John has this charming habit of finding lost pennies. Like a sweet, little Irish elf, he picks them up from parking lots and sidewalks, grassy knolls and fields. His face, blushed from bending down, lifts to the sun, a smile ablaze across it, and he says every time, "My lucky penny."
He stops there, because we know what he means. "Find a penny, pick it up, and all day long, you'll have good luck. Find a penny, let it lay, and you'll have bad luck, all the day."
He tucks the penny into a little rubber coin purse he has. He squeezes it, it opens its mouth, and he tucks the penny inside. How sweet. How endearing.
How cheap?
It had not even occurred to me until last weekend. Now, don't get me wrong. I have always known that John is thrifty. I am thrifty. Juggling finances for years so that one parent could remain at home with the children for the most part, has required us to be. This is good, no?
Speech subject
Our daughter, Hannah, in fact, wrote her original speech for Boardman's speech team last year based on our thriftiness. She called it, "Talking Trash," because we've been known to commandeer a "find" from a trash can or two ... like two pink hassocks, a Dirt Devil vacuum cleaner, a box of comic books, golf clubs, a picnic table umbrella, and a cookie cooling rack.
More telling, perhaps, is that Hannah didn't know what Dr Pepper was until she was 16; she thought the brand was, "Dr. Ahhh."
But, back to John and the day of the near murder.
It was a beautiful Sunday as we road our bicycles along a side street across from the Wal-Mart in Boardman. I was on a "new" bike John had found at a garage sale and repaired for me. He was in front on his Trek. About a bike's length separated us.

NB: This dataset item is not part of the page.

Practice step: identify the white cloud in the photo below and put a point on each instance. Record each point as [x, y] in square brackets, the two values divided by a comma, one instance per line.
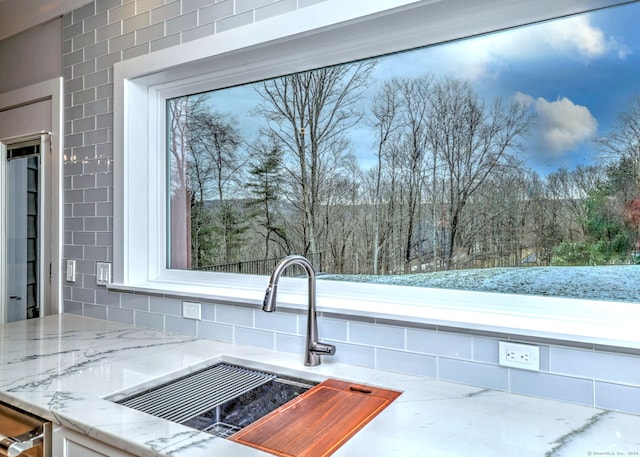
[479, 57]
[577, 35]
[562, 124]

I was enjoying the warm breeze and the sun on my face, when out of the corner of my eye, lying on the ground, I saw ... a dime.
You know the rest
Not a split second passed before I realized what was about to happen. Like the proverbial passage of one's life before one's eyes, where time passes slowly and everything makes sense in less time than it takes to bat an eyelash, I knew what would happen. And it did.
Suddenly John's bike stopped cold. I squeezed my brake handles, dipped my bike to the left, scrambled with my handlebar and skidded along the gravel road, stopping in time to bang into John and his bike.
And then, I said what I already knew for a fact, "For a doggone dime?!" Only, I didn't say "doggone." I said, like Ralphie in "A Christmas Story," the mother of all swear words. I said it, and I meant it. Then I ranted a bit, and rode off.
After a moment, I glanced back over my shoulder. John's bike was parked, and he was picking up the dime.